XL pipe with XL problems


Posted Thu, Feb 28, 2013

Thousands of people rallied in Washington, D.C, on Feb. 7, forming the largest climate-related protest in American history.

Denver climate protesters rallied on the Auraria campus and marched to the State Capital. [Photo by Melanie Rice]

Denver climate protesters rallied on the Auraria campus and marched to the State Capital. [Photo by Melanie Rice]

The event, which was organized by 350.org and the Sierra Club, was held because of the Keystone XL pipeline, a proposed $7 billion pipeline that will extend across the boarder from Canada into the U.S. It will add to an already existing Keystone pipeline, but make a connection from Alberta, Canada to Houston.

The company behind the Keystone XL pipeline, TransCanada, has been lobbying to build the pipe for several years, but a multitude of difficulties have prevented them from building, including the suggested route and the environmental impacts.

“Part of the problem is that we don’t know for sure what will happen,” said Dr. Barbara EchoHawk, professor of geology at Metropolitan State University of Denver. “You have to look at leakage history of similar pipelines; how soon it’s detected, how easily it’s cleaned up. I think a lot of the concern is the potential for contamination of groundwater because the pipeline’s going over an aquifer.”

TransCanada’s official website states that “if oil were to reach groundwater, movement of oil and any resulting contaminants that enter groundwater would be slow and limited in scope, likely to hundreds of feet at most.”

However, many people are still concerned with the high risks involved in such a massive project. Historically, accidents do happen and the impacts of such accidents could be extreme.

“I think it’s really important to weigh the pros and cons of all of these developments,” EchoHawk said. “It’s not just the pipeline, but everything that we’re doing.”

Denver Rally

Protesters are waiting for President Obama’s decision on the controversial pipeline. [Photo by Melanie Rice]

The Keystone XL pipeline is quickly becoming a multi-layered complex issue. A key force behind the project is economics. TransCanada claims that this project could create thousands of American jobs and stimulate the economy. Opponents are saying it might not be as beneficial to American workers as it seems.

“I don’t think it’s going to generate as many jobs as people who are saying it’s a good thing are saying,” EchoHawk said. “Temporary jobs, maybe, but a lot of the workers that come in to work on projects are actually from the home country and the home company. So they have Canadian citizens, for example, come in and deal with a lot of the pipeline work.”

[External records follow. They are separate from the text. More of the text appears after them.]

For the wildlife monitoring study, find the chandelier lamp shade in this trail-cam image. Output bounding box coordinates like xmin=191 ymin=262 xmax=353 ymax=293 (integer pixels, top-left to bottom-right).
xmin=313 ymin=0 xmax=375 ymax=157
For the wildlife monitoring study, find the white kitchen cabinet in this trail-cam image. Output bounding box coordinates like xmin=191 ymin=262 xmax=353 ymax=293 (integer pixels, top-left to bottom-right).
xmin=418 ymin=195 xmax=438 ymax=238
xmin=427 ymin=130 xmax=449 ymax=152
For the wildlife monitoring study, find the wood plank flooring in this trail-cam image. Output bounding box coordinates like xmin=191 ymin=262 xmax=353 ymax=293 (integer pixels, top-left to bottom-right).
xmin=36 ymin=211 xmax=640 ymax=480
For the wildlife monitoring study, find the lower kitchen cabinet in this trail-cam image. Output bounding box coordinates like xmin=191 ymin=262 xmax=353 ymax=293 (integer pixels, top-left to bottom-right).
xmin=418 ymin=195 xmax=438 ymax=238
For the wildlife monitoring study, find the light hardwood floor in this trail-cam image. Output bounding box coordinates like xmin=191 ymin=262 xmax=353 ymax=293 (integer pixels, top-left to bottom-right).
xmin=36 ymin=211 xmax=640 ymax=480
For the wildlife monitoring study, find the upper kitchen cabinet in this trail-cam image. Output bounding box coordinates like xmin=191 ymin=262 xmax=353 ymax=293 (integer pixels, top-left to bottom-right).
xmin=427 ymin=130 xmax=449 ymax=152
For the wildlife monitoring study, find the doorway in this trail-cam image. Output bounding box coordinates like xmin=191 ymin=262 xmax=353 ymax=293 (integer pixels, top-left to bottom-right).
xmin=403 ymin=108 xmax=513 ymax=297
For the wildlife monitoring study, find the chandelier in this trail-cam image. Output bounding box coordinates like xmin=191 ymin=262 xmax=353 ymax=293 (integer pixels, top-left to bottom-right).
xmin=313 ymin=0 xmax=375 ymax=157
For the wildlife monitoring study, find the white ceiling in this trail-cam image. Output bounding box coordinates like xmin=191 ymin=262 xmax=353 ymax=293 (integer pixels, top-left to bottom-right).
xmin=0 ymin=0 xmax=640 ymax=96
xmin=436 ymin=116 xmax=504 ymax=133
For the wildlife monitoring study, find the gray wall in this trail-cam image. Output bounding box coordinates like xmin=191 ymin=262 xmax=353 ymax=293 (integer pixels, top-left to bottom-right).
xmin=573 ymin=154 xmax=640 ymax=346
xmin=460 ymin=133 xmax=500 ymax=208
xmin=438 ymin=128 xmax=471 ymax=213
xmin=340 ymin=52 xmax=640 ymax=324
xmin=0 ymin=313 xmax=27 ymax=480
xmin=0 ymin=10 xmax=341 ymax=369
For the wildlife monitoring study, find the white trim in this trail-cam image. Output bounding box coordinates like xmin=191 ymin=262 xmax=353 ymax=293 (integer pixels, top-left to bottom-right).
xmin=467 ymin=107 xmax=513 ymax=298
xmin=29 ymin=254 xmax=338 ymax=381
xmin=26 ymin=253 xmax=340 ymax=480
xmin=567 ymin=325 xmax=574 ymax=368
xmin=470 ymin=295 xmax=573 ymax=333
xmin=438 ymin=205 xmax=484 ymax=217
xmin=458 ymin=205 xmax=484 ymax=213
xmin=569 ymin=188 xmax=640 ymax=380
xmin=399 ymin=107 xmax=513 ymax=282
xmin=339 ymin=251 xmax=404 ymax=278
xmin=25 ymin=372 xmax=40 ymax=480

Another issue that protesters have focused on is that the pipe will require President Barack Obama’s approval. Former green jobs advisor for President Obama, Van Jones, spoke out at the rally on Sunday.

“President Obama,” Jones said, “All the good that you have done, all the good you can imagine doing, will be wiped out, wiped out by floods, by fires, by super storms, if you fail to act now to deal with this crisis that is a gun—a gun—pointed at the head of the future. Everything you have done. History will judge you 20 years from now based on one decision alone.”

This important decision comes on the heals of the President’s State of the Union address, where he said, “we must do more to combat climate change.”

Since President Obama has already endorsed the project several times, it seems unlikely that he will reject it now, even after the unprecedented protests. The necessity for oil will outweigh the cons of an environmentally dodgy operation.

“As resources are diminished, there is higher demand because people aren’t willing to see their lifestyle change,” EchoHawk said. “At the same time, with more people the ecological world is shrinking and so we have to be really careful about the resources we have left.”

Keystone XL fact run-down:
• Last Sunday’s protest in Washington was the largest climate-related rally in history, with an estimated 50,000 people in attendance
• The Keystone XL will have 2,000 miles of pipe extending across the Canadian/U.S. boarder
• It will be the longest pipeline in North America, trumped only by pipes in Russia and China
• The pipes will be transporting oil sand from the Alberta, Canada
• Oil sand is about 90 percent clay, sand and water. The other 10 percent is made up of bitumen, a highly dense form of petroleum.

About Maureen Bayne

Maureen Bayne grew up in the small town Aztec, New Mexico. Later, she moved to Bakersfield, CA, where she graduated from Bakersfield High School. After attending Colorado State University for two years, she moved to Berkeley, CA, where she studied art at Berkeley Community College. She is currently living in Westminster, CO and is seeking a degree in magazine journalism at Metropolitan State University of Denver.

View all posts by Maureen Bayne

4 Responses to “XL pipe with XL problems”

  1. Ashley Says:

    I’ve heard a lot of rumors about the XL pipeline, and this answered a lot of my lingering questions. I have several friends that talk about working for the pipeline, but it’s more dangerous than most people realize.


  2. Davy Says:

    Well reported story. Good pictures used.


  3. Emily Pennetti Says:

    Good story. Keystone XL fact run-down was great for those of us that don’t know too much about this.


  4. S.L. Alderton Says:

    Good job covering this event. I would have liked to hear a little more from the other side of the argument, but overall this was good.